Il sipario si è chiuso, ma il suo rosso acceso resta impresso nei nostri occhi come una carezza d’estate. La rassegna Teatro al Solstizio ha fatto battere i cuori, ha sussurrato emozioni, ha lasciato in ognuno di noi un ricordo vivo, autentico, profondo.
Ci rivedremo, sì. Ma già ci manca.
Due serate indimenticabili, sotto le stelle e sopra un prato che profumava di libertà, hanno fatto vibrare l’anima dell’agriturismo e cantina Donna Vittori a Paliano. È stato un piccolo miracolo di bellezza: la magia del teatro ha attraversato i corpi e i silenzi, contaminando tutto — anche il vento, anche la campagna.
Una cena al tramonto, come nei sogni: i sapori genuini della nostra terra, i vini biologici di Donna Vittori, le bollicine di Casale della Ioria, i volti illuminati dal sole che scendeva lento dietro le colline. E poi, a un passo dall’oscurità, il sipario che si apre. Ed è lì che inizia il viaggio.
La prima sera è stata dedicata a Miracolo a Bauco, un testo scritto da Lorenzo e Selene Genovesi, portato in scena dalla compagnia Gll Mannecut di Boville Ernica. Senza di loro — e senza l’instancabile Costantino Capogna al service — questa magia non avrebbe avuto corpo. L’hanno costruita con le loro mani, e l’hanno donata a tutti noi. Recitare sul prato ha voluto dire condividere lo spazio anche con la nostra Clea, la cagnolina di casa, che si è sentita parte della compagnia… accolta come un’attrice in più, senza copione ma con la grazia dell’istinto.
Gli applausi hanno scaldato il cielo.
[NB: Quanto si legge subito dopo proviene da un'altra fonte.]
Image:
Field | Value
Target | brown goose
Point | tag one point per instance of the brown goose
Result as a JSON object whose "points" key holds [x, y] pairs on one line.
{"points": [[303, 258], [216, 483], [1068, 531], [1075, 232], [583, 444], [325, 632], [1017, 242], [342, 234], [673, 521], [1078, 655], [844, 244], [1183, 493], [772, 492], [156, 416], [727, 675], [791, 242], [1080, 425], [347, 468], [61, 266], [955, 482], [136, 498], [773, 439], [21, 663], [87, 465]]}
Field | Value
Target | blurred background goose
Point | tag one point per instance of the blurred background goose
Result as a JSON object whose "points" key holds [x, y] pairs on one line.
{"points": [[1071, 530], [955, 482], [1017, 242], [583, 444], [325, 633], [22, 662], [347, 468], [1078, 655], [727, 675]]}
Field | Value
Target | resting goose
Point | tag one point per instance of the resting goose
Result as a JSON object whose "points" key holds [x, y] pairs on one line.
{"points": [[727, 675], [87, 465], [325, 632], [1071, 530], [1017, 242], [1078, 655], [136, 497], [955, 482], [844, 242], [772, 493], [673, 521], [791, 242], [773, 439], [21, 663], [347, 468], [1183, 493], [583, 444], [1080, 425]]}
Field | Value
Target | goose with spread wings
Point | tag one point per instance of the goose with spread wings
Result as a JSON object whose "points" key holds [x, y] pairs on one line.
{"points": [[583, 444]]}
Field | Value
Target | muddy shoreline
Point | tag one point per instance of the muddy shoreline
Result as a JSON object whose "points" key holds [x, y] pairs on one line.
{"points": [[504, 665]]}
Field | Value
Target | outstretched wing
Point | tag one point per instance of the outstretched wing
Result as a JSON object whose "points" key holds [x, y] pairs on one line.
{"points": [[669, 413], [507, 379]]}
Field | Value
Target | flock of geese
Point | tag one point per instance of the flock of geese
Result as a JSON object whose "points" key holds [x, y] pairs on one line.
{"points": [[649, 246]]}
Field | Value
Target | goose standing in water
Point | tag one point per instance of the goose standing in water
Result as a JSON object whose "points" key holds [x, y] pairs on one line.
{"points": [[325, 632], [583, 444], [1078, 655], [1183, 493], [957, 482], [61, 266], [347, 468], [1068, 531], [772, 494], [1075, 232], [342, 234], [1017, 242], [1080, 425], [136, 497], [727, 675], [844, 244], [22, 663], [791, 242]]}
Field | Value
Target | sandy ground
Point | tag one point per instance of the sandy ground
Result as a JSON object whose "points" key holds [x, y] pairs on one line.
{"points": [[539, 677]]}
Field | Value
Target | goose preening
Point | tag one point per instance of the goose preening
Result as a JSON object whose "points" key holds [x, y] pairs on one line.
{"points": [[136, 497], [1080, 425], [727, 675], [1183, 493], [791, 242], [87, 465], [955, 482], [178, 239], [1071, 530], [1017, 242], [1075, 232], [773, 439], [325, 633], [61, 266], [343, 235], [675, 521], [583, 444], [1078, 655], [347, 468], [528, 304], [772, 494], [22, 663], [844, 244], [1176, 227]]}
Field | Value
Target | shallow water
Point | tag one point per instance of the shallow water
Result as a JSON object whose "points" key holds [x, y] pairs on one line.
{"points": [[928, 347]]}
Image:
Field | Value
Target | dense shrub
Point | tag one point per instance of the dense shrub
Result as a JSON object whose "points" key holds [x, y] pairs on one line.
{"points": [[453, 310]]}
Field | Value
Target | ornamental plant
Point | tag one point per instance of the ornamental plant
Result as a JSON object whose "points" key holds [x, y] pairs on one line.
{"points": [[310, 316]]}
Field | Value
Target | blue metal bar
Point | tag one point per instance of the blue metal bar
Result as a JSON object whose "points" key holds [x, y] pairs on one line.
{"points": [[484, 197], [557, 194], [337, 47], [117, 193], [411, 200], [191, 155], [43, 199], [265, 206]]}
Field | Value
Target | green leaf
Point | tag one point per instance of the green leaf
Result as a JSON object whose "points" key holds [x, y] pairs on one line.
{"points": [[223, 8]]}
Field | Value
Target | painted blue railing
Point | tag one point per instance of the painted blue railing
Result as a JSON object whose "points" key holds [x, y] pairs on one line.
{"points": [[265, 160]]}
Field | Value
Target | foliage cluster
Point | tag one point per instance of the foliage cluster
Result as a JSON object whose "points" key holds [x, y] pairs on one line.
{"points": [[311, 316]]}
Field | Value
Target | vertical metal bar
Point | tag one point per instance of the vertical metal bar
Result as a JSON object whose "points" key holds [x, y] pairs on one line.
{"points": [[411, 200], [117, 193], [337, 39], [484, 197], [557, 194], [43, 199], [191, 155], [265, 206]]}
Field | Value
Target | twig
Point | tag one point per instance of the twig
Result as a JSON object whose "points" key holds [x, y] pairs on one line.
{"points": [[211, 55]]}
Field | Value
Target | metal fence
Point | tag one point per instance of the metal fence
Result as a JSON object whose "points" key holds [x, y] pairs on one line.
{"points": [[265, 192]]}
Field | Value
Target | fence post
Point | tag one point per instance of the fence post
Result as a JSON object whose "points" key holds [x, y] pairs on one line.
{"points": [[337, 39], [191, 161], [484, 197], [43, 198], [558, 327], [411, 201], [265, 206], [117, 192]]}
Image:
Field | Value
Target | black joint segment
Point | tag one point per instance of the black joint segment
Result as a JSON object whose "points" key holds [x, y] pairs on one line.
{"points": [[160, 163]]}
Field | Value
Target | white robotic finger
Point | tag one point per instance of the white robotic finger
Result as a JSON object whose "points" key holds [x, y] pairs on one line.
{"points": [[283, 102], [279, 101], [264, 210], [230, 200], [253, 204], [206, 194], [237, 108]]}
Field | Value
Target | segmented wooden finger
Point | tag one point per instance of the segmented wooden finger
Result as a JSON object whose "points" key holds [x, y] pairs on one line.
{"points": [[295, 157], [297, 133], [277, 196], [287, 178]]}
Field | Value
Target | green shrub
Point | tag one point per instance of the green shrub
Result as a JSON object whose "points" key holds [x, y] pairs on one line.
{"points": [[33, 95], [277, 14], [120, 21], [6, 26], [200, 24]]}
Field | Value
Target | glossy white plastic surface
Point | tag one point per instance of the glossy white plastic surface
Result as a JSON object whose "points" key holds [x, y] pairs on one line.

Persino chi veniva da Roma ha detto: “Abbiamo capito tutto, anche i termini ciociari!”. E se due ospiti cinesi hanno ammesso di aver perso qualche passaggio… beh, hanno comunque afferrato lo spirito.


Dopo lo spettacolo, la pasta, le chiacchiere, l’umanità.
C’è chi è rimasto a parlare con gli attori, chi ha stretto nuove amicizie, chi ha detto: “È stato come tornare alle ‘chiacchiere del dopo teatro’, quelle vere, quelle che si facevano quando il tempo aveva ancora un valore”.
A volte innovare significa proprio questo: riscoprire la bellezza delle cose semplici.
La seconda serata, la più intensa, ha raccontato una ferita: Cigno Cigno, scritto da Antonio Monaco, portato in scena con coraggio e profondità dalla compagnia Filo d’Aria. Un tema difficile — il dramma del Circeo del 1975 — che ha trovato una voce forte, consapevole, necessaria.
Abbiamo steso un tappeto sul prato, perché le attrici spesso si lasciavano cadere a terra, in un linguaggio del corpo che parlava più delle parole. Alla fine, il silenzio. Poi, un lungo applauso. E infine, Lucia King — una delle nostre otto amiche cinesi arrivate da Roma — ha detto con emozione:
“Bellissimo spettacolo. Ricordo bene quella storia: ero appena arrivata in Italia e se ne parlava ovunque. Ora, facciamoci una foto, come si fa alle riunioni cinesi!”
E così pubblico e compagnia si sono stretti l’uno all’altro, in uno scatto che conserveremo nel cuore.
È stato più di uno spettacolo. È stato un abbraccio collettivo.
Abbiamo aperto la rassegna con Lorenzo Genovesi, che ha creduto per primo in questa follia meravigliosa. E insieme ci siamo detti, guardando il prato pieno, i volti accesi, le mani che applaudivano: “Sì, questa rassegna deve continuare”.
Le corde dell’anima nostra e quelle del pubblico hanno vibrato insieme. E da queste vibrazioni sono nate idee, sogni, progetti.
Siamo tornati a casa più ricchi. Di emozioni, di sorrisi, di nuovi amici. Abbiamo gustato i sapori veri della Ciociaria, brindato con il vino Cesanese (forse un po’ troppo, ma va bene così), e ci siamo lasciati accarezzare da nuove visioni.
Goodbye “Teatro al Solstizio” 2025.
Non è un addio.
È solo un arrivederci.
Ci rivediamo, sotto le stelle, il prossimo anno.